2025-03-25

Goal of this presentation

-In this presentation, I will use a diabetes dataset which examines the differences in traits of diabetics versus healthy people.

-This will demonstrate knowledge of R statistical analysis techniques and graphing techniques.

Data used in this presentation:

-Number of Pregnancies

-Non-Diabetic or Diabetic

-Blood Pressure

-Skin Thickness

-BMI

-Diabetics Pedigree Function

-Age

Pregnant women have a chance of developing gestational diabetes

-Although this typically resolves after birth, it gives these women a higher risk of type 2 diabetes later in life.

-I will examine a correlation between number of pregnancies and BMI to determine if these variables have a statistically significant correlation that may together contribute to diabetes.

Linear Regression of Pregnancies and BMI

LRPreg = lm(BMI ~ Pregnancies, data = diabetes_data)

(summary(LRPreg))$coefficients["Pregnancies", "Pr(>|t|)"]
## [1] 0.5507416

The p-value for this linear regression was 0.551, suggesting no significant relationship between number of pregnancies and BMI in this sample.

Plotting BMI vs Pregnancies colorized by Diabetic Status

Plotting BMI vs Pregnancies colorized by Diabetic Status

-Despite the regression being insignificant, it is clear that more diabetics have a higher BMI.

-There appears to be a trend that a person who has experienced a greater number of pregnancies may have a smaller BMI requirement for developing diabetes.

Age, Blood Pressure, and Skin Thickness in Diabetes

-Diabetes can be diagnosed at any age, but generally it is diagnosed in middle-aged people.

-People With Diabetes are at risk for High Blood Pressure

-Thickening of skin is a common symptom of diabetes

3D Plot of Age, Blood Pressure and Skin Thickness

3D Plot of Age, Blood Pressure and Skin Thickness

-Skin thickness doesn’t appear to contribute much to diabetic status in this dataset.
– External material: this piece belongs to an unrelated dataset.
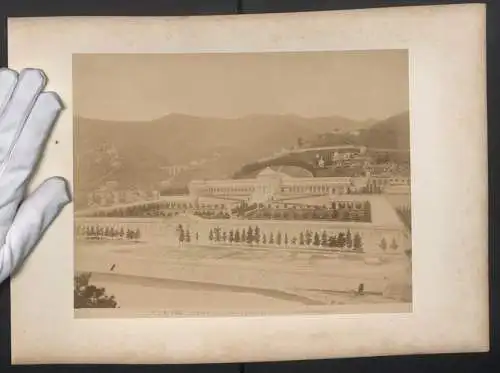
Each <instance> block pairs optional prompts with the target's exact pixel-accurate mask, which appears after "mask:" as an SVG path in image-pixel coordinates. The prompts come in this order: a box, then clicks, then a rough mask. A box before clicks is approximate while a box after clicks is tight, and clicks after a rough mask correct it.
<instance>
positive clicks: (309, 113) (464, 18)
mask: <svg viewBox="0 0 500 373" xmlns="http://www.w3.org/2000/svg"><path fill="white" fill-rule="evenodd" d="M445 24H448V25H449V24H457V25H459V24H460V25H467V26H466V27H465V26H464V27H462V28H460V31H458V32H450V31H449V26H447V27H445V26H444V25H445ZM221 28H223V29H224V30H225V31H226V32H224V34H221V33H220V32H219V31H220V29H221ZM61 29H64V30H65V32H64V33H61V32H60V30H61ZM249 30H252V32H251V33H249ZM227 31H229V32H227ZM430 35H433V37H430ZM484 36H485V35H484V7H483V6H481V5H466V6H465V5H460V6H458V5H457V6H433V7H406V8H387V9H377V10H363V11H342V12H313V13H302V14H301V13H291V14H274V15H271V14H269V15H243V16H210V17H196V18H185V17H182V18H181V17H179V18H177V17H169V18H147V19H145V18H118V17H117V18H113V17H111V18H86V17H77V18H58V19H55V18H54V19H51V18H46V19H22V18H21V19H14V20H10V21H9V60H10V62H11V65H12V66H11V67H12V68H20V67H22V66H28V65H29V66H32V65H33V66H36V67H38V68H42V69H43V70H44V71H45V72H46V74H47V75H48V77H49V86H50V89H52V90H54V91H57V92H58V93H59V94H60V95H61V97H62V98H63V100H64V102H65V106H66V110H65V111H64V113H63V115H62V116H61V119H60V121H59V123H58V125H57V128H56V130H55V134H54V136H57V139H58V142H57V145H56V143H51V144H49V146H48V148H47V152H46V155H45V159H44V162H43V163H42V165H41V167H40V171H39V173H38V174H37V178H38V177H45V176H46V175H48V174H51V173H54V172H57V174H60V175H63V176H65V177H67V178H68V179H69V180H71V183H72V187H73V194H74V202H73V209H68V210H67V211H65V212H63V214H62V216H61V218H60V219H59V220H58V221H57V222H56V223H55V224H54V226H53V227H52V228H51V229H50V230H49V231H48V232H47V234H46V236H45V237H44V239H43V240H42V242H41V243H40V246H39V248H38V249H37V250H36V252H35V253H34V254H33V256H32V258H30V261H29V263H27V265H26V267H25V268H24V269H23V271H22V272H21V273H20V274H19V276H18V277H16V278H15V279H14V281H13V283H12V307H13V312H12V341H13V349H12V355H13V362H14V363H79V362H86V363H87V362H88V363H115V362H130V363H168V362H181V363H187V362H189V363H196V362H239V361H267V360H293V359H297V358H299V357H300V358H304V357H306V358H309V359H312V358H327V357H347V356H376V355H387V354H414V353H437V352H470V351H485V350H487V349H488V316H487V315H488V301H487V299H488V298H487V294H488V283H487V260H488V258H487V234H486V233H487V208H486V206H487V205H486V200H487V190H486V150H485V143H486V141H485V139H486V114H485V61H484ZM28 45H30V47H29V48H28V47H27V46H28ZM450 55H455V56H456V61H460V62H459V63H457V64H454V65H453V66H450V65H449V61H448V57H449V56H450ZM457 77H459V78H457ZM451 133H452V134H453V136H450V134H451ZM464 146H467V148H468V149H470V154H469V155H468V157H467V158H464V157H463V156H462V154H463V152H462V149H463V148H464ZM457 159H460V162H457ZM464 169H466V170H467V172H468V174H470V175H471V177H470V178H468V179H467V180H463V178H462V175H463V171H464ZM471 191H472V192H471ZM457 201H460V202H459V203H457ZM46 268H51V270H50V271H49V272H50V273H49V274H48V275H47V272H46ZM42 273H44V275H43V276H42ZM37 278H38V280H35V279H37ZM40 279H43V280H40ZM33 287H35V288H36V292H33V291H32V290H33ZM28 292H29V294H30V295H29V296H28V295H27V294H28ZM47 292H50V293H51V294H52V296H51V297H46V296H45V294H47ZM464 298H465V299H468V300H467V302H464V301H463V299H464ZM35 305H37V307H36V309H37V311H36V312H35V311H34V309H35ZM40 306H41V307H40ZM458 308H460V309H461V312H460V313H457V312H455V311H454V310H456V309H458ZM471 315H475V316H474V320H473V321H472V322H471V319H470V317H471ZM83 319H85V320H83ZM40 320H43V322H40ZM465 320H467V322H465ZM55 325H64V328H60V327H59V328H58V329H57V330H58V331H57V332H56V333H55V334H54V327H55ZM221 328H223V329H224V331H225V332H224V333H220V330H221ZM186 330H189V332H186ZM98 331H99V332H98ZM402 331H405V332H404V333H403V332H402ZM103 332H105V335H106V337H102V333H103ZM49 335H50V336H51V337H52V339H51V340H50V342H45V343H44V344H42V345H40V343H39V341H40V340H47V338H48V336H49ZM100 335H101V337H100ZM243 335H245V338H246V340H247V343H246V347H245V348H244V349H243V348H241V349H240V348H234V346H235V343H236V341H237V340H238V339H239V338H241V337H242V336H243ZM131 336H133V338H130V337H131ZM438 336H439V337H438ZM132 340H133V342H132ZM98 341H99V342H98ZM193 341H196V343H193ZM262 341H266V343H265V344H263V343H262ZM299 341H300V343H299ZM382 341H384V343H382ZM271 345H272V346H273V347H272V348H271V347H270V346H271ZM103 346H105V348H104V349H103V348H102V347H103ZM229 346H233V347H232V348H229ZM266 346H267V347H266ZM138 351H140V352H141V354H137V352H138ZM332 351H335V352H334V353H333V352H332ZM139 356H140V357H139Z"/></svg>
-In this dataset, many older people with higher blood pressure have diabetes.

-Blood pressure and skin thickness also vary widely among younger people, so it may be more of a commentary on health than age.

Number of Diabetics Diagnosed per Age Group

Since most diabetes diagnoses are said to be in middle-aged people, I wanted to assess if this was supported by our dataset.

Number of Diabetics Diagnosed per Age Group

Number of Diabetics Diagnosed per Age Group

This particular sample suggests that you are more likely to become diabetic between 20 years old until around 50 years old. Before or after this point, you seem less likely to develop diabetes.

Diabetes Pedigree Function

The Diabetes Pedigree Function Value looks at your family history to assign a risk factor for your development of diabetes.

Diabetes Pedigree Function Values in Nondiabetics vs Diabetics

Diabetes Pedigree Function Values in Nondiabetics vs Diabetics

-While diabetics tend to have a greater Diabetes Pedigree Function Value, the number of outliers in the non-diabetic box plot suggest that this function is not always an accurate predictor of if a person will develop diabetes.

-This is only a snapshot in time however, so current non-diabetics may later be diagnosed with diabetes.

Conclusion

-This data shows that much of the collected data, whether that be age, blood pressure, or another variable we explored are often a cause or consequence of diabetes.

-While symptoms vary across people, and no trait is mutually exclusive to a diabetic or non-diabetic, understanding these traits can help us recognize and prevent negative health outcomes.